Infectieux
Déficit énergétique aigu et infections acquises en réanimation
Acute Energy Deficit and ICU-Acquired Infections
1
Université Paris-Descartes, Sorbonne-Paris-Cité, F-75006 Paris, France
2
Laboratoire de pharmacologie respiratoire UPRES EA220, hôpital Foch, 11, rue Guillaume-Lenoir, F-92150 Suresnes, France
3
Laboratoire de recherche moléculaire sur les antibiotiques, UMRS 1138, Centre de Recherche des Cordeliers, F-75006 Paris, France
* e-mail : christophe.faisy@wanadoo.fr
Reçu :
28
Novembre
2015
Accepté :
17
Février
2016
Les conséquences de la dénutrition protéinoénergétique chronique sur l'immunité et la survenue d'infections sont connues depuis plus d'un siècle. En revanche, l'impact du déficit énergétique aigu sur les infections acquises en réanimation demeure encore largement méconnu. En effet, le déficit énergétique se constitue précocement en réanimation, notamment chez les malades les plus graves, et semble associé aux infections acquises, en particulier à Staphylococcus aureus, lorsqu'il dépasse le seuil de 8 000−10 000 kcal cumulées. Il existe des interactions entre la régulation des gènes de virulence de certains pathogènes, comme S. aureus et la disponibilité en substrats chez l'hôte. Il est possible que la dénutrition protéinoénergétique aiguë réalise un véritable « stress nutritionnel » chez les patients de réanimation avec pour conséquence la mise en jeu de ces mécanismes chez certains pathogènes comme S. aureus. Les limites des méthodes permettant le calcul du bilan énergétique en réanimation suggèrent qu'il est raisonnable de limiter plus que de combler le déficit énergétique (risque de surnutrition).
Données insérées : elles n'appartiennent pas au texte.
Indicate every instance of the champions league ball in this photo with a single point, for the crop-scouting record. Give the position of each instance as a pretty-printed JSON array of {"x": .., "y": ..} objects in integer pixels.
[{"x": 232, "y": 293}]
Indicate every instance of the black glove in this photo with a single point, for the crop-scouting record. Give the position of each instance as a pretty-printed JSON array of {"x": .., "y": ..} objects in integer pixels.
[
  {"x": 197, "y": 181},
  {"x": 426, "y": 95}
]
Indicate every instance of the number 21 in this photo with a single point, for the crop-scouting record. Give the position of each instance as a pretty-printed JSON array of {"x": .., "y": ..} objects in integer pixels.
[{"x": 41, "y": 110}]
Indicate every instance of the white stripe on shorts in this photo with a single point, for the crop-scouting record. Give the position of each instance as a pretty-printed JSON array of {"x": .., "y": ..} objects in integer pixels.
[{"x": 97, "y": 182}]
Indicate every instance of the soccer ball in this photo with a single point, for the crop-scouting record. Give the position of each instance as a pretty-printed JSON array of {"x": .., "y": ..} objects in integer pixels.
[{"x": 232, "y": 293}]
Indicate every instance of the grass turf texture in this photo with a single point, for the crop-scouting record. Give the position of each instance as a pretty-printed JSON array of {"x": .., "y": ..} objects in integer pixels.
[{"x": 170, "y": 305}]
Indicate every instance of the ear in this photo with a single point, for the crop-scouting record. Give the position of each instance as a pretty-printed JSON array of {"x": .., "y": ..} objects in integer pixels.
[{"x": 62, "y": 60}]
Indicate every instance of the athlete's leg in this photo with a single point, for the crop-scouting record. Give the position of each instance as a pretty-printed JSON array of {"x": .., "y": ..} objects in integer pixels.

Le développement d’outils cliniques d’évaluation de la composition corporelle, en particulier l’estimation de la masse cellulaire active, permettrait de valider la pertinence du concept d’apport énergétique optimal pour limiter les complications infectieuses chez le malade réanimé.
Abstract
The relationship between chronic protein-energy malnutrition and impaired immune response or infections was identified one century ago. However, the impact of acute energy deficit on the intensive care unit (ICU)-acquired infections remains largely unknown. Indeed, energy deficit results in an early energy gap during the first week of ICU stay, which is never overcome thereafter, especially in the most severely ill patients. Moreover, cumulated energy deficit buildup during the first days of ICU stay and exceeding 8,000−10,000 kcal seems to be an independent factor contributing to complications, especially Staphylococcus aureus infections. Over the past few years, interest has grown in trying to understand the regulation of virulence determinants by host-nutrient availability in many pathogens, such as S. aureus. Recent findings suggest that energy deficit acts as a real “nutritional stress” in critically ill patients and involves these host–pathogen interactions, especially with S. aureus. Limitations of methods assessing energy balance in the ICU suggest it is more reasonable to limit rather than to fill the energy deficit in critically ill patients. The further development of clinical tools for assessing body composition, especially body cell mass, could help to determine how acute energy deficit facilitates the predisposition to ICU-acquired infections.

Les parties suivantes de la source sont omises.